Second and more importantly, let's take a look at Γ. The heuristic of 'somewhere from 0.10 to 0.70' looks strange on the face of it; even if the predictions were normalized to be 0<x<1, this guidance seems overbroad, indifferent to the underlying distributions, and just weird.

We're going to derive Γ from the training set.

Consider the training set and its Black/White pairs, B X W. There are |B||W| pairs in this set. Of these, |B| |W| AUC are right-ordered. So, the number of wrong-ordered pairs is (1-AUC) |B| |W|

When Γ is zero, only these wrong-ordered pairs are in motion (have positive loss.) A positive Γ would expand the set of moving pairs to include some pairs which are right-ordered, but too close. Instead of worrying about Γ's numeric value, we'll specify just how many too-close pairs we want to set in motion:

We define a constant δ which fixes the proportion of too-close pairs to wrong-ordered pairs.

  • |too_close_pairs| = δ |wrong_ordered_pairs|

We fix this δ throughout training and update Γ to conform to it.
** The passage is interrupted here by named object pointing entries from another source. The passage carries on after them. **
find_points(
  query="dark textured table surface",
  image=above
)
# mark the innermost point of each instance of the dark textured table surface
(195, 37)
For given δ, we find Γ such that

  • |pairs where y+Γ>x| = δ |pairs where y>x|

In our experiments we found that δ can range from 0.5 to 2.0, and 1.0 is a good default choice.

So we set δ to 1, p to 2, and forget about Γ altogether,

Let's make code

Our loss function (1) looks dismally expensive to compute. It requires that we scan the entire training set for each individual prediction.

We bypass this problem with a performance tweak :

Suppose we are calculating the loss function for a given white data point, x. To calculate (3), we need to compare x against the entire training set of black predictions, y. We take a short-cut and use a random sub-sample of the black data points. If we set the size of the sub-sample to be, say, 1000 - we get a very (very) close approximation to the true loss function. [1]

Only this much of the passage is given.